Seminar

The taxation of couples

Felix Bierbrauer (University of Cologne)

April 1, 2022, 10:00–12:30

Room Auditorium 3

Public Economics Seminar

Abstract

We present an analysis of the tax treatment of couples. We first investigate how marriage bonuses and penalties evolved in the US federal income tax since the 1960s. We then develop sufficient statistics for an analysis of Pareto-improving, welfare-improving and political feasible reforms of tax systems that treat singles and couples differently, and interpret the development in the US through the lens of this framework. We also analyze revenue-neutral reforms that depart from the status quo tax treatment of couples in the direction of individual taxation.
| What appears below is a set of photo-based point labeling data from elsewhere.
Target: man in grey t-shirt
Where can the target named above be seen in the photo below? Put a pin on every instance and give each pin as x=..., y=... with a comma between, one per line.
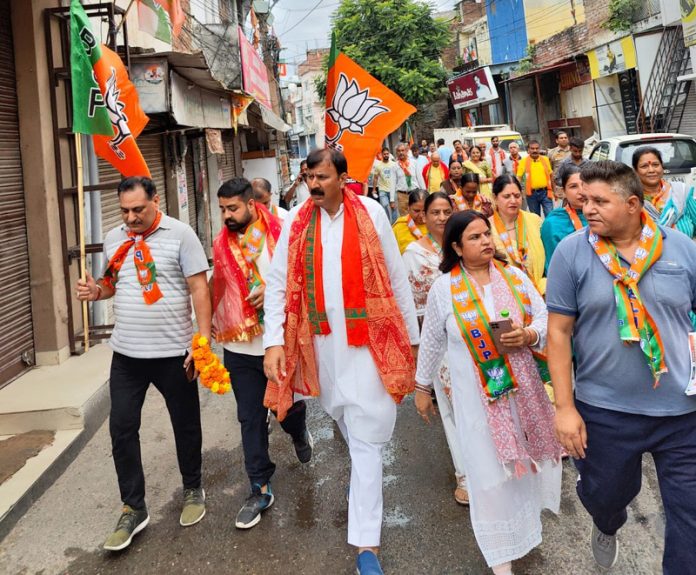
x=157, y=266
x=625, y=403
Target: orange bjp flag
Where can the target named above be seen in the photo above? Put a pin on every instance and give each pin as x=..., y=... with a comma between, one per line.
x=127, y=117
x=360, y=113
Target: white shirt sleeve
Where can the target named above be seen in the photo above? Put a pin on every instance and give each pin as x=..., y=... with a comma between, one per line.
x=540, y=315
x=417, y=171
x=276, y=284
x=396, y=269
x=433, y=338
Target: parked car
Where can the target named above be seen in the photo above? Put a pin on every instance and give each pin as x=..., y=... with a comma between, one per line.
x=481, y=135
x=678, y=151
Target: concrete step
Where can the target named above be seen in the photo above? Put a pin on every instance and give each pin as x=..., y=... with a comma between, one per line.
x=55, y=397
x=71, y=399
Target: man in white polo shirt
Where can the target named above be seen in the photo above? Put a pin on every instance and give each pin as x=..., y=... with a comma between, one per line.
x=242, y=254
x=156, y=267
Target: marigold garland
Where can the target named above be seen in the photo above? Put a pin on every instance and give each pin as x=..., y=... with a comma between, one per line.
x=212, y=372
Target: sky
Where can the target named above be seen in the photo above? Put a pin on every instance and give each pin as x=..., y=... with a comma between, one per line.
x=303, y=24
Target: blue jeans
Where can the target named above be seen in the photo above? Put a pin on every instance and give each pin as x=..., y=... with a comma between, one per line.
x=610, y=474
x=538, y=200
x=385, y=199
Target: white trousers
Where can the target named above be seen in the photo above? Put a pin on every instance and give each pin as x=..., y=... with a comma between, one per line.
x=365, y=499
x=444, y=406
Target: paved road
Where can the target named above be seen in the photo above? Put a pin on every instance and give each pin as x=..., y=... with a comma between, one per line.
x=425, y=531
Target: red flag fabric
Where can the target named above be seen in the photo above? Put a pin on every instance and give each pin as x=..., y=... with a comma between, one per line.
x=127, y=117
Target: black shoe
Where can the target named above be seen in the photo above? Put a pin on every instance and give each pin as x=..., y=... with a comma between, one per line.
x=250, y=513
x=304, y=447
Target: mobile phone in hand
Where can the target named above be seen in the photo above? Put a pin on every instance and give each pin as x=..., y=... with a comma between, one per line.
x=191, y=371
x=498, y=328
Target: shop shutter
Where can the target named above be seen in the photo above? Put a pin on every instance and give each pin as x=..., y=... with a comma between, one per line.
x=152, y=148
x=109, y=179
x=191, y=187
x=17, y=335
x=228, y=164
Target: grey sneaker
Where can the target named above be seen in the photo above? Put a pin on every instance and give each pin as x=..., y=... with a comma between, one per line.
x=131, y=522
x=605, y=548
x=250, y=513
x=194, y=506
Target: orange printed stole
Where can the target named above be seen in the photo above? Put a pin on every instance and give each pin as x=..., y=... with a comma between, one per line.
x=413, y=228
x=518, y=256
x=373, y=317
x=634, y=321
x=144, y=264
x=235, y=274
x=528, y=176
x=574, y=218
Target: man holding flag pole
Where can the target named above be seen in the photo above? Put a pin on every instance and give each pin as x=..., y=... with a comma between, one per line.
x=157, y=267
x=345, y=332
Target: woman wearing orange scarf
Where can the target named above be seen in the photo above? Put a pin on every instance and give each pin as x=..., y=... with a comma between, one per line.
x=504, y=419
x=517, y=233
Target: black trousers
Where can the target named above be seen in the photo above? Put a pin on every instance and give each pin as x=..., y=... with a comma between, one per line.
x=130, y=379
x=249, y=386
x=611, y=474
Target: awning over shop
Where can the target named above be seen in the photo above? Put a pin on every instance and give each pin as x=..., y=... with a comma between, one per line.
x=273, y=121
x=612, y=58
x=183, y=86
x=544, y=70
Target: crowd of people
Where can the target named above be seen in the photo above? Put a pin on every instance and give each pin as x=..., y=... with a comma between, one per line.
x=539, y=333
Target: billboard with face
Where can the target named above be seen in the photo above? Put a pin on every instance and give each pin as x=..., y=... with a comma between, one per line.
x=472, y=89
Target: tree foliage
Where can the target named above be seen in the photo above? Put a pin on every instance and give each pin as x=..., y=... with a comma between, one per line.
x=397, y=41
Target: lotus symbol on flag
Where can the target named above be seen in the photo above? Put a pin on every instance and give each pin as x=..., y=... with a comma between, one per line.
x=352, y=109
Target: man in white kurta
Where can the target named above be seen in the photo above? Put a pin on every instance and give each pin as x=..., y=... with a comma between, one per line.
x=352, y=392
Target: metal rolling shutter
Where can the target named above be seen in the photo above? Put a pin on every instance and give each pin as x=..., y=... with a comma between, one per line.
x=152, y=148
x=228, y=164
x=17, y=334
x=111, y=211
x=191, y=188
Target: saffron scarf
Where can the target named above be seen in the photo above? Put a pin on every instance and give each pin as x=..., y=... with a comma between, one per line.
x=634, y=321
x=523, y=436
x=436, y=247
x=373, y=318
x=528, y=176
x=660, y=199
x=142, y=258
x=413, y=228
x=515, y=163
x=404, y=165
x=494, y=159
x=497, y=376
x=574, y=218
x=235, y=274
x=444, y=173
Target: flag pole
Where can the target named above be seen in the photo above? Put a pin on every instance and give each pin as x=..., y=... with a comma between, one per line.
x=81, y=227
x=125, y=15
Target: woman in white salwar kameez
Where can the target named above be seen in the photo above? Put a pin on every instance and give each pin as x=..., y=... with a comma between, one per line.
x=422, y=260
x=504, y=421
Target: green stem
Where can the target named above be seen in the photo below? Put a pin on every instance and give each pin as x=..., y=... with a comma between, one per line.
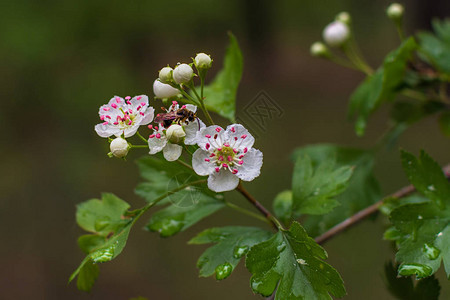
x=247, y=212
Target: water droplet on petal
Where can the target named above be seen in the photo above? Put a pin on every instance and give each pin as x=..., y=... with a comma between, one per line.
x=418, y=269
x=431, y=251
x=223, y=271
x=239, y=251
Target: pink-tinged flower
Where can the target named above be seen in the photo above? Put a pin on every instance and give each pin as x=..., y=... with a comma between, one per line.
x=124, y=116
x=226, y=156
x=168, y=139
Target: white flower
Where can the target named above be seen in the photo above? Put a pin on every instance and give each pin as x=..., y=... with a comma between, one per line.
x=319, y=49
x=395, y=11
x=226, y=156
x=167, y=139
x=121, y=116
x=119, y=147
x=182, y=73
x=202, y=61
x=165, y=74
x=336, y=34
x=162, y=90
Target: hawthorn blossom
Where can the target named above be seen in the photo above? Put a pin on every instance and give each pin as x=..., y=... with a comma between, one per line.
x=124, y=116
x=168, y=139
x=226, y=156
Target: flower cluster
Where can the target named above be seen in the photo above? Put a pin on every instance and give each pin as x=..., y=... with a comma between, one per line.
x=226, y=156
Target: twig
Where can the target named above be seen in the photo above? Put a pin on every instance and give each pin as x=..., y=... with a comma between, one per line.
x=362, y=214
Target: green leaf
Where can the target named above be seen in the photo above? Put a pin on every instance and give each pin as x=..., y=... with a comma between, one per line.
x=382, y=86
x=102, y=216
x=314, y=188
x=87, y=277
x=426, y=176
x=221, y=92
x=232, y=243
x=444, y=123
x=437, y=47
x=282, y=206
x=176, y=218
x=292, y=263
x=422, y=228
x=403, y=287
x=362, y=191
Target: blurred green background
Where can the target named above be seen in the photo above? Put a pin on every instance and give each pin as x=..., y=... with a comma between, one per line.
x=60, y=60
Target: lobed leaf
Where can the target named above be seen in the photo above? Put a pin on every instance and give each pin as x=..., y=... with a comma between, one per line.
x=231, y=244
x=292, y=263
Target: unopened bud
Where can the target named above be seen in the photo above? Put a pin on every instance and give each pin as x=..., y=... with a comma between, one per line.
x=336, y=34
x=203, y=61
x=395, y=11
x=318, y=49
x=163, y=90
x=165, y=74
x=182, y=73
x=175, y=133
x=119, y=147
x=344, y=17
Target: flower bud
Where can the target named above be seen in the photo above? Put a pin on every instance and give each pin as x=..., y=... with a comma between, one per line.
x=202, y=61
x=344, y=17
x=318, y=49
x=336, y=34
x=163, y=90
x=165, y=74
x=395, y=11
x=182, y=73
x=175, y=133
x=119, y=147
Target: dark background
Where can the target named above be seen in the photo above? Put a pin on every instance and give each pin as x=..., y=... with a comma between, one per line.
x=60, y=60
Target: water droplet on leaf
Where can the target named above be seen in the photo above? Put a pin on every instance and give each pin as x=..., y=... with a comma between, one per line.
x=240, y=251
x=418, y=269
x=431, y=251
x=223, y=271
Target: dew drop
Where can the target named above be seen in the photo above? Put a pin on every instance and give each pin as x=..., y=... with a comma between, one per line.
x=418, y=269
x=223, y=271
x=431, y=251
x=239, y=251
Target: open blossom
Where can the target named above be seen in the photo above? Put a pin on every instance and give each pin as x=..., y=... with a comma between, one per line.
x=124, y=116
x=226, y=156
x=167, y=139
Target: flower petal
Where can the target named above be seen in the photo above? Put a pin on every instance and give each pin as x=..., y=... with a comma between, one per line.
x=172, y=152
x=202, y=167
x=191, y=131
x=156, y=144
x=213, y=131
x=251, y=168
x=107, y=130
x=222, y=181
x=240, y=137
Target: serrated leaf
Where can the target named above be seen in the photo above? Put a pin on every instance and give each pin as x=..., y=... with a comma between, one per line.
x=292, y=263
x=87, y=277
x=220, y=94
x=423, y=234
x=380, y=87
x=426, y=176
x=282, y=206
x=176, y=218
x=362, y=191
x=232, y=243
x=403, y=287
x=314, y=188
x=102, y=216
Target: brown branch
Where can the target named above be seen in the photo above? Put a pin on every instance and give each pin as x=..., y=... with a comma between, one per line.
x=362, y=214
x=258, y=205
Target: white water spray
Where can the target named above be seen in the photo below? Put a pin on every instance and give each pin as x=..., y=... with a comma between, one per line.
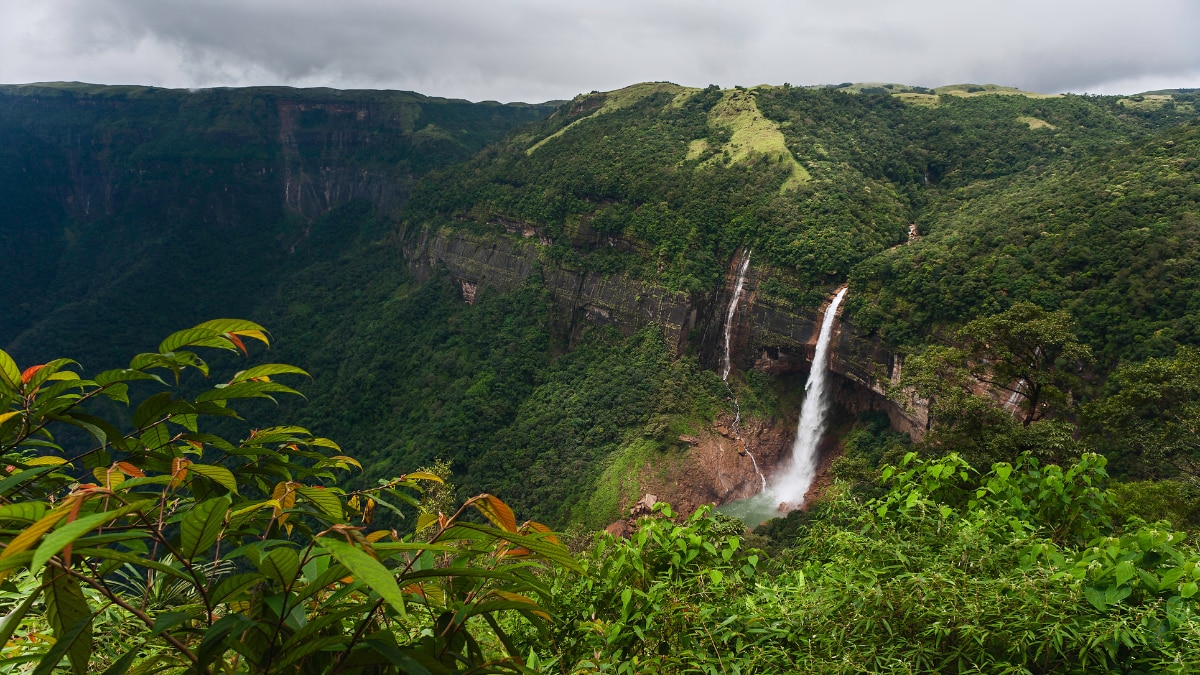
x=729, y=315
x=726, y=362
x=791, y=487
With such a reform, marginal tax rates are lowered for secondary earners and increased for primary earners. Such reforms are a recurrent theme in the debate about the tax treatment of couples. Again, we derive sufficient statistics formulas that can be used to check whether such reforms would have been Pareto-improving, welfare-improving or politically feasible. We present two main results. First, for the US, with empirically plausible assumptions about the behavioral responses to taxation, moving towards individual taxation for high incomes is Pareto-improving today and would have been Pareto-improving in the last decades. More bluntly, the tax treatment of couples is and was a source of inefficiency in the US tax system. Second, a revenue-neutral reform towards individual taxation creates winners and losers. The winners tend to be couples with a relatively small gap between primary and secondary earnings. The losers tend to be couples with a relatively large gap. Political feasibility requires majority-support, i.e. that the winners outnumber the losers. Over the years, the number of winners from such a reform has grown and only recently passed the majority threshold. Thus, reforms towards individual taxation have not been politically feasible in the past, but have become politically feasible recently. (joint work with Pierre Boyer, Andreas Peichl and Daniel Weishaar)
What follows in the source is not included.